The REIT restructured its relationship with Prospect last May, exchanging stakes and loans in some of its hospitals for stakes in the company’s valuable managed care business. The move allows Prospect to resume partial rent payments for the six California hospitals it leases from the REIT in September, with full cash rent payments expected to resume in March. Medical Properties Trust hopes to eventually cash out its stake in Prospect’s managed care business and close the pending sale of its Connecticut properties to recoup asset value and deferred rent.

Medical Properties Trust’s tenant problems and rising interest rates have strained its cash flow and balance sheet. This led to the sale of some hospital assets to pay off maturing debt that could not be refinanced at reasonable rates, which further strained cash flow. As a result, the REIT cut its dividend by nearly 50% last year. This move bought time. This is because we now have sufficient liquidity to repay our debt maturities by the end of this year.

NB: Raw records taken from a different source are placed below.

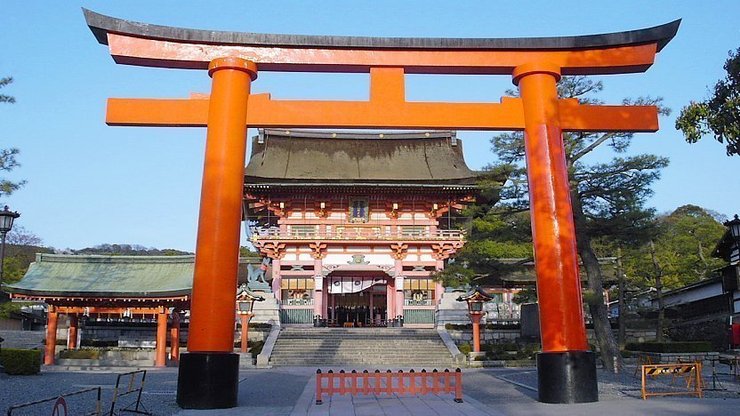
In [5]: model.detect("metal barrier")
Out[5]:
[6,387,101,416]
[642,362,703,400]
[316,368,462,404]
[108,370,151,416]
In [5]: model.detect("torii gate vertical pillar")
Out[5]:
[513,63,599,403]
[177,57,257,409]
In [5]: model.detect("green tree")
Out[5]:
[625,205,726,290]
[676,48,740,156]
[0,77,26,198]
[491,77,670,370]
[436,165,532,287]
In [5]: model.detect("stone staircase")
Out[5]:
[270,327,454,370]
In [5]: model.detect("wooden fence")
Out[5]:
[316,368,462,404]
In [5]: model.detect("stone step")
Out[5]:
[272,351,449,358]
[270,327,454,368]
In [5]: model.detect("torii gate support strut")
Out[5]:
[85,10,679,409]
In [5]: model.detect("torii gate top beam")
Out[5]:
[83,9,680,75]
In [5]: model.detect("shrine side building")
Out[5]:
[244,129,477,327]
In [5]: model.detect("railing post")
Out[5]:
[339,370,346,396]
[385,370,393,396]
[362,370,370,395]
[455,368,462,403]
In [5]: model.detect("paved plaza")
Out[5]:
[0,367,740,416]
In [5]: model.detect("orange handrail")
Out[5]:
[316,368,462,404]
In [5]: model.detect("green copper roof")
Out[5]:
[4,254,194,298]
[244,129,478,187]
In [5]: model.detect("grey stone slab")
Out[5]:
[354,398,383,416]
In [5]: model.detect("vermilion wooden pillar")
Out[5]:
[44,305,59,365]
[154,310,167,367]
[513,63,598,403]
[470,313,482,352]
[239,313,254,353]
[170,310,180,363]
[67,315,79,350]
[177,57,257,409]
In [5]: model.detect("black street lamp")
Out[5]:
[457,286,493,354]
[0,205,21,300]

Prospect began paying partial rent at some of its hospitals last fall, but Steward had to delay paying part of the rent in September. The company had hoped to resume rent payments after selling its non-core laboratory business and obtaining additional working capital financing (which Medical Properties Trust helped provide). However, significant changes in vendor terms led to a liquidity crisis. that much REIT disclosed in early January We plan to take additional steps to help Steward resolve this issue while reducing our exposure to the company in the future. We are working with Steward to defer significant rent payments until the second quarter to potentially replace them as tenants in certain hospital assets.

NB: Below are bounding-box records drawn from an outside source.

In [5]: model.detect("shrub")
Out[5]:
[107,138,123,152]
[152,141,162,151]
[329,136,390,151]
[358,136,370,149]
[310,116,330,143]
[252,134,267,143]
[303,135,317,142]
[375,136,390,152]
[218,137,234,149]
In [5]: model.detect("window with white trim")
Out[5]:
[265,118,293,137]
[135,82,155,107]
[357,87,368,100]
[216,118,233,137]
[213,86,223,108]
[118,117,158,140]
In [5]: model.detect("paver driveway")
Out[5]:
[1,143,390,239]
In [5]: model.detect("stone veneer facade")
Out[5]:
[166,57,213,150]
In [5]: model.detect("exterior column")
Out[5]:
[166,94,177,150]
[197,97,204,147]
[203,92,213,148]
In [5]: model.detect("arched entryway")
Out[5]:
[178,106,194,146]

Is Medical Properties Trust a buy after last year’s plunge?

It seemed like Medical Properties Trust’s tenant problems were finally starting to become a thing of the past after Prospect resumed partial lease payments last fall. However, pressure on the REIT stock price has continued this year as Steward is now unable to pay the full rent.

On the one hand, Medical Properties Trust has significant upside potential if the REIT can eventually recoup lost rents and reduce its exposure to its tenants. But the road to recovery hit another speed bump as Steward’s problems worsened. Therefore, only investors with a high risk tolerance should consider purchasing seriously distressed REITs.

Matthew DiLallo works at Medical Properties Trust. The Motley Fool has no position in any of the stocks mentioned. The Motley Fool has a disclosure policy.